Premi giusti ma occasione sprecata: al cinema italiano serve più coraggio

Come detto in precedenza, la cinquina candidata al miglior film è stata di assoluto livello: Io Capitano, C’è Ancora Domani, Il Sol dell’Avvenire, La Chimera e Rapito. Il meglio che il cinema italiano possa offrire ed opere dirette da autori importantissimi a livello nazionale ed internazionale. Paola Cortellesi non è però riuscita a fare en plein come si aspettavano in molti. Matteo Garrone si è rivelato il vero vincitore della serata, ma a sorprendere sono stati soprattutto i premi a Marco Bellocchio e Michele Riondino: dietro queste scelte sembra esserci un’idea estremamente vecchia e antiquata di cinema, per cui Rapito si aggiudica trucco, acconciatura, scenografia e costumi in quanto il film in costume è sempre stato visto come il migliore per queste categorie e lo stesso discorso lo si può applicare a Palazzina LAF, opera in cui le interpretazioni sono estremamente cariche e che, infatti, si porta a casa attore protagonista e non protagonista. I premi all’arte sono null’altro che un gioco e come tali vanno presi. Non c’è la volontà di attaccare opere o autori ma di riflettere su come certe scelte vengono prese e su un approccio che, come detto anche in precedenza, appare sempre più vecchio e svogliato.

A proposito di premi, è bene iniziare a rendersi conto che, per quanto film, regia, attori e sceneggiature siano considerate dai più come i premi più importanti, di premi secondari non ce ne sono. Questo è importante sottolinearlo perché veder assegnare i premi a scenografia, costumi, fotografia, montaggio, trucco, acconciatura ed effetti visivi fuori dalla sala principale ha fatto solamente una gran tristezza, come sottolineato in primis dal discorso di Sergio Ballo, che ha atteso la premiazione seduto di profilo su uno scalino e non al fianco di Marco Bellocchio e di tutti i colleghi con cui ha lavorato a Rapito su una poltrona nella sala principale che, col passare del tempo, si è sempre più svuotata. D’altronde in Italia, se ti annoi o non vieni premiato, ti senti in diritto di alzarti ed andare via. Inoltre, come sottolineato sempre da Ballo, il fatto che non vi fosse neanche un giusto numero di statuette per i premiati ha lasciato abbastanza a bocca aperta.
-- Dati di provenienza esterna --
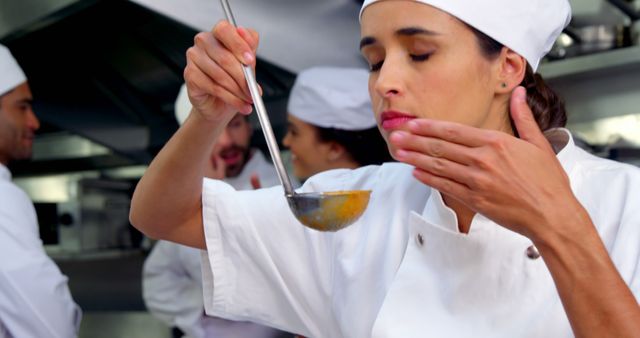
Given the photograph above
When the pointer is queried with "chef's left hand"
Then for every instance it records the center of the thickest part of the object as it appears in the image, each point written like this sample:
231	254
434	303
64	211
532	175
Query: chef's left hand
517	182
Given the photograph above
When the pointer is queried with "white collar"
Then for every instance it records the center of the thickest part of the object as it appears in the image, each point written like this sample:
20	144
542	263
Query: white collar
5	174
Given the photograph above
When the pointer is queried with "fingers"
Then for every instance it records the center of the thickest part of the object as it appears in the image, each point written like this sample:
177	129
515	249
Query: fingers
229	36
219	64
443	185
255	181
525	122
449	131
203	89
251	37
433	147
440	167
214	73
219	167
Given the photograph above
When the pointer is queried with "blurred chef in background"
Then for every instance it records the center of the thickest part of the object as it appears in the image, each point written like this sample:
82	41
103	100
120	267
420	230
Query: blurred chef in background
34	297
330	122
172	279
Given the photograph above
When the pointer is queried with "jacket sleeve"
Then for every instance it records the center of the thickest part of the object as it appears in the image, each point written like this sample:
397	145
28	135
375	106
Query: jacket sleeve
171	291
35	301
34	297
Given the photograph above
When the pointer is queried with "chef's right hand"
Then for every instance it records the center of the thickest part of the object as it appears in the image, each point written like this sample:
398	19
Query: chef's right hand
215	81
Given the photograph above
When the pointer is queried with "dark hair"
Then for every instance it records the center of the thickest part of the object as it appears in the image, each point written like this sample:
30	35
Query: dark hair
364	146
547	107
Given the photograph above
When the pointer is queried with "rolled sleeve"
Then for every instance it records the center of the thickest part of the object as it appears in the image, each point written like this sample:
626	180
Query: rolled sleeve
261	264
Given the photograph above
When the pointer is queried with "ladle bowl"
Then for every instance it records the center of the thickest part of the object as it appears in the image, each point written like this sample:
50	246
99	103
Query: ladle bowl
329	211
326	211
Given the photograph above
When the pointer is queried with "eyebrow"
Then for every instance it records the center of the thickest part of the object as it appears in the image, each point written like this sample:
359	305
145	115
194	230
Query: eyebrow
407	31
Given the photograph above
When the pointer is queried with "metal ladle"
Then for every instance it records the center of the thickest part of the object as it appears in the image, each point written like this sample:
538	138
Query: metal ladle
328	211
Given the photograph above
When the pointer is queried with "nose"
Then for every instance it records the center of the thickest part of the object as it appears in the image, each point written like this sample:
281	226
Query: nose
286	140
388	81
33	123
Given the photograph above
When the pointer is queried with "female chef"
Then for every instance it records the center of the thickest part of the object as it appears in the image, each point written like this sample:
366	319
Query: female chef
444	248
330	124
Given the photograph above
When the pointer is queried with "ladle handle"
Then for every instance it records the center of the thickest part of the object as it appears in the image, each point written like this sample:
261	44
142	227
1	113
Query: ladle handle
274	150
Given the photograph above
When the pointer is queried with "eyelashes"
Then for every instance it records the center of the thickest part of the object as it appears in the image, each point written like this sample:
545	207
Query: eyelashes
418	58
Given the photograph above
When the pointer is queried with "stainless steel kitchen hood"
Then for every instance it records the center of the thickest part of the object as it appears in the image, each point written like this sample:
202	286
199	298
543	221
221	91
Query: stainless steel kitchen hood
109	71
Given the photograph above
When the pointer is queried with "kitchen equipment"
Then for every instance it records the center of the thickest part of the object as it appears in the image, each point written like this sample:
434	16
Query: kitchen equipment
328	211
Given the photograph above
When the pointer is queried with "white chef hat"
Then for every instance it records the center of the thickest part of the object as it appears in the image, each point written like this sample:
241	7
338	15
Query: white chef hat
182	105
330	97
529	27
11	75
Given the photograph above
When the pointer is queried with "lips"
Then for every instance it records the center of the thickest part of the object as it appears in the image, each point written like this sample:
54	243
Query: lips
391	120
231	157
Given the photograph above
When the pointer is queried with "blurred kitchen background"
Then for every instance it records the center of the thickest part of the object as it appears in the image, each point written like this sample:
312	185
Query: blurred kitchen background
105	75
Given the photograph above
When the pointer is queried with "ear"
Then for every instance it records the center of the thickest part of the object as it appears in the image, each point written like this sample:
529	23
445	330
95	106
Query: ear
511	71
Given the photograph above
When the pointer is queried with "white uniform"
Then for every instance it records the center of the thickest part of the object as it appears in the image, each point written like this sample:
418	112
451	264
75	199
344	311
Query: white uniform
34	298
404	269
172	282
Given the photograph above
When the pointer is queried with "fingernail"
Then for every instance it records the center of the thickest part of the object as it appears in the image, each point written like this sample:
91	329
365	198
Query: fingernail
400	154
248	57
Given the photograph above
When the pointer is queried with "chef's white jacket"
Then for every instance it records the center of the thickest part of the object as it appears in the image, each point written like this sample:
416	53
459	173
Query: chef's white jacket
34	297
172	282
403	269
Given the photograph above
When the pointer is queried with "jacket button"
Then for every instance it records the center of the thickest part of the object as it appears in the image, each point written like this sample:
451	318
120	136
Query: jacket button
532	252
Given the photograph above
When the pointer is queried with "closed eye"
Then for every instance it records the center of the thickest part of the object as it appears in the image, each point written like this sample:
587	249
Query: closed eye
376	66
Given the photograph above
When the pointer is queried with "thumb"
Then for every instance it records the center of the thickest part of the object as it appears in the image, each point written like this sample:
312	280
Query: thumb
524	121
219	168
255	181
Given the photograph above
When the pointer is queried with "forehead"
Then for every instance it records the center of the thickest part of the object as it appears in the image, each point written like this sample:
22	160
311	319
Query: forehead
389	15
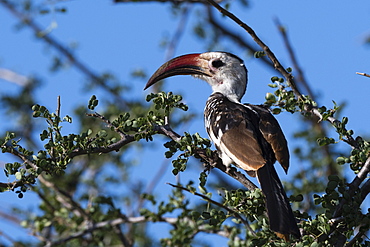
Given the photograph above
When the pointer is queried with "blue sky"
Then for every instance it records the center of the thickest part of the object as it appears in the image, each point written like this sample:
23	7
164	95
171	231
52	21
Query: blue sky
327	37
È poi interessante notare come, sia con lui che con altri premiati, si sia tentato più volte di tagliare corto il discorso “per questioni di tempo”, ma non ci sono stati problemi a spendere minuti e minuti per intervistare non i vincitori di altre categorie, ma i vari artisti invitati per consegnare i premi. Una passarella onestamente evitabile in una serata durata tre ore e mezzo. Prima si citavano i social: ecco, non farebbe male farsi un giro tra Facebook, Instagram, X e Tiktok per rendersi conto che questo è un pensiero collettivo, condiviso sia da addetti ai lavori che da semplici cinefili ed appassionati. Si può porre rimedio a tutto questo? Certo, ma a condizione che si abbia il coraggio di fare un passo indietro e di ricominciare, piano piano, a portare l’Italia dove gli compete ma dove attualmente non si trova.
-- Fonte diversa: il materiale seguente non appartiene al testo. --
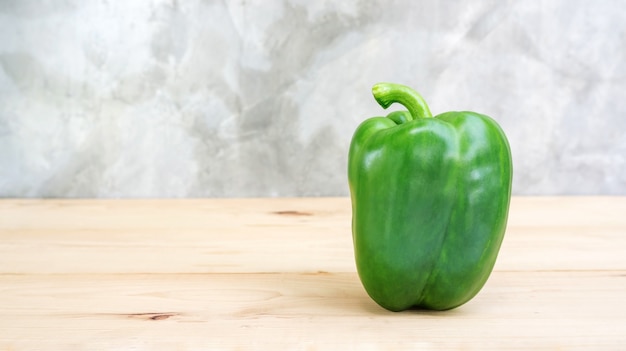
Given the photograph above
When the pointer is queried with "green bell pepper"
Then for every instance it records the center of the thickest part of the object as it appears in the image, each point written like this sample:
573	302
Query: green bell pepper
430	200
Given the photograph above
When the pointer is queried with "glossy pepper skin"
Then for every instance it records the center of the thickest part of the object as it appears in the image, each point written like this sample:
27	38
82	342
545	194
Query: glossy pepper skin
430	199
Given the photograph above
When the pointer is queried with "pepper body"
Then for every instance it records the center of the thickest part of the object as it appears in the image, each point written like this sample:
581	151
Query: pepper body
430	199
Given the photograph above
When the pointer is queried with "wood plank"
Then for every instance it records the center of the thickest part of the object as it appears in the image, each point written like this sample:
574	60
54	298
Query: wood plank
274	235
515	310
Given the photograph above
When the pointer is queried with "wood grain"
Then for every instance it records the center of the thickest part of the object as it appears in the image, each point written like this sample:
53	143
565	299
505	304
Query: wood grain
229	274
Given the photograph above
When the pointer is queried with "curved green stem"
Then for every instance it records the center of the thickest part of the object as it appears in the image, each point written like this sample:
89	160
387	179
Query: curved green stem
388	93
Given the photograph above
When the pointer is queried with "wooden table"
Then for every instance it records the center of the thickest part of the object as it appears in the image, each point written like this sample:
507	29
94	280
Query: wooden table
272	274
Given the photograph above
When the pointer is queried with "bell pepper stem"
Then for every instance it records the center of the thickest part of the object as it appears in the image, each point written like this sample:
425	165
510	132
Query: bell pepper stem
389	93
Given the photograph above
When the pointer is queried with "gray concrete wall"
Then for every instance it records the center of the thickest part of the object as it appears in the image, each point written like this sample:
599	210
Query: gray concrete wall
260	98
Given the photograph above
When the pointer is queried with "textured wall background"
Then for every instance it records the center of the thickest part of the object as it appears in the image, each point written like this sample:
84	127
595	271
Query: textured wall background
260	98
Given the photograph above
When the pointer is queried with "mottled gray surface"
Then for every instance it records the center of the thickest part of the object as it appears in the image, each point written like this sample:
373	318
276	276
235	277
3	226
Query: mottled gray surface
260	98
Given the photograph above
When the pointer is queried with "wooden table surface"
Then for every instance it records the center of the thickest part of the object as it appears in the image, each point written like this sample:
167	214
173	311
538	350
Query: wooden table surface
276	274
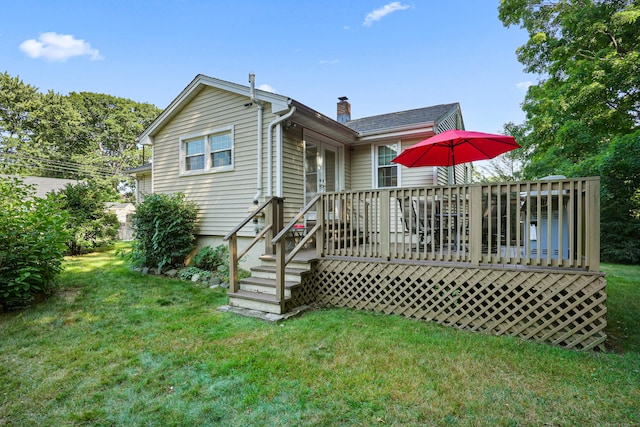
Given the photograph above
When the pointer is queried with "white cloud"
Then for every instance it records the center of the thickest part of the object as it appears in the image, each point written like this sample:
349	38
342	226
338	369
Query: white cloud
380	13
266	88
523	86
58	47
Salvo rare eccezioni, l’Italia ha smarrito la capacità di raccontare la propria contemporaneità: oggi, per esempio, non saremmo in grado di realizzare un film come Civil War e le due personalità più importanti del nostro cinema (tolti i soliti noti) finiscono per ricevere lodi da ogni parte del globo tranne che dal loro stesso paese, ovvero Luca Guadagnino e Alice Rohrwacher. L’unico vero, sincero ed enorme attestato di stima che quest’ultima ha ricevuto ieri, lo ha ricevuto da Justine Triet, Palma d’oro a Cannes con Anatomia di un Caduta e presente a Roma per ritirare il David al miglior film internazionale. Se vogliamo tornare grandi, c’è bisogno di sradicare le erbacce, seminare tutti insieme, andando nella stessa direzione, per poter poi, finalmente, tornare a fiorire. Siamo già indietro di 10 anni rispetto agli altri, cerchiamo di non perdere altro tempo.